Um dos grandes críticos da globalização capitalista prevê: nova crise derrota os liberais e abre espaço para transformações profundas; mas o “novo” fascismo tentará capturar a ira das maiorias. É preciso estar atento, forte — e criar!
Walden Bello, entrevistado por Eduardo Febbro| Tradução de Simone Paz
De sul a sul e mundo afora, há poucos pensadores tão lúcidos e precisos como o filipino Walden Bello. Sociólogo, diretor executivo de Focus on The Global South, professor de Sociologia e Gestão Pública da Universidade das Filipinas e investigador associado do Transnational Institute, Walden Bello plantou na coluna do Ocidente a muda de um conceito que o tornaria famoso no mundo todo e que, hoje, recupera com força toda sua legitimidade: em 2002, escreveu o livro “Desglobalização: ideias para uma nova economia mundial”. O livro virou um dos manuais do movimento antiglobalização.

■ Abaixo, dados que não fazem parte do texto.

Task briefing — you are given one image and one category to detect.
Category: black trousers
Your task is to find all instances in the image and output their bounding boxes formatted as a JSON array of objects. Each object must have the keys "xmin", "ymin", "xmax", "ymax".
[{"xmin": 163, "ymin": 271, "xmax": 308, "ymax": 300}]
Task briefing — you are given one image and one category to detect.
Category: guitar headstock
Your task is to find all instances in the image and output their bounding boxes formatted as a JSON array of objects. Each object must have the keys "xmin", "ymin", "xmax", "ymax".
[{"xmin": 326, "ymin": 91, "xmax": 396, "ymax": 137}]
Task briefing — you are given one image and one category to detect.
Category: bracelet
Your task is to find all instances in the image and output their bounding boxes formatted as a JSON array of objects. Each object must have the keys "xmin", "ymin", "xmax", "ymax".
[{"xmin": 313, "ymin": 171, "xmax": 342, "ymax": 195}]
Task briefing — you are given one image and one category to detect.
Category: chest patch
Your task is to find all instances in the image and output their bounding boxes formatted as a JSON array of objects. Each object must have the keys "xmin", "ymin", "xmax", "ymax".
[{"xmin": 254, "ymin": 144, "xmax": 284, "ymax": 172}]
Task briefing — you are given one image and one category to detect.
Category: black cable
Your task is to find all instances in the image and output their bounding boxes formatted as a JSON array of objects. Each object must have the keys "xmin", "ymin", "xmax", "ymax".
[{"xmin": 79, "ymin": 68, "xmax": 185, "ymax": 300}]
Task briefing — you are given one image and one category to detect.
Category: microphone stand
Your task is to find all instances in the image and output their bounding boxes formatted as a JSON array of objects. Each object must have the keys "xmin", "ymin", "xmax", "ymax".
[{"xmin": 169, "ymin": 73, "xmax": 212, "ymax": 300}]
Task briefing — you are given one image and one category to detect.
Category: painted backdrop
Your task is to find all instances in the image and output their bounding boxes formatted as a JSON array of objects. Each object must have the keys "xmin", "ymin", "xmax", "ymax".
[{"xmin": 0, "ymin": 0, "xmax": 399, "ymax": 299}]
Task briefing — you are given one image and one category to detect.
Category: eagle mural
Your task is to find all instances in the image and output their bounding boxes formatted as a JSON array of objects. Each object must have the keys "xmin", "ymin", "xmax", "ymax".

O oportunismo das extremas-direitas do Norte, e de alguns social-democratas adeptos da soberania, fez com que as ideias desta obra fossem literalmente roubadas com fins eleitoreiros.
O ensaio contém muitas das chaves que ultrapassam o tão obsoleto e indigesto catálogo de livros-diagnóstico sobre o liberalismo. Bello demonstrava a doença genética de uma globalização que pretendia curar o mundo, o modo como essa globalização sacrificava o desenvolvimento de países do sul e propunha uma série de medidas atualizadas pela pandemia que paralisou a sociedade em 2020. Suas ideias voltam a ecoar por todas partes, principalmente aquela que promove a reorientação das economias por meio da substituição da produção destinada à exportação por uma produção com foco nos mercados locais. Um exemplo: a falta dramática de máscaras de proteção (cuja produção se concentra na China), demonstra a precisão de sua declaração.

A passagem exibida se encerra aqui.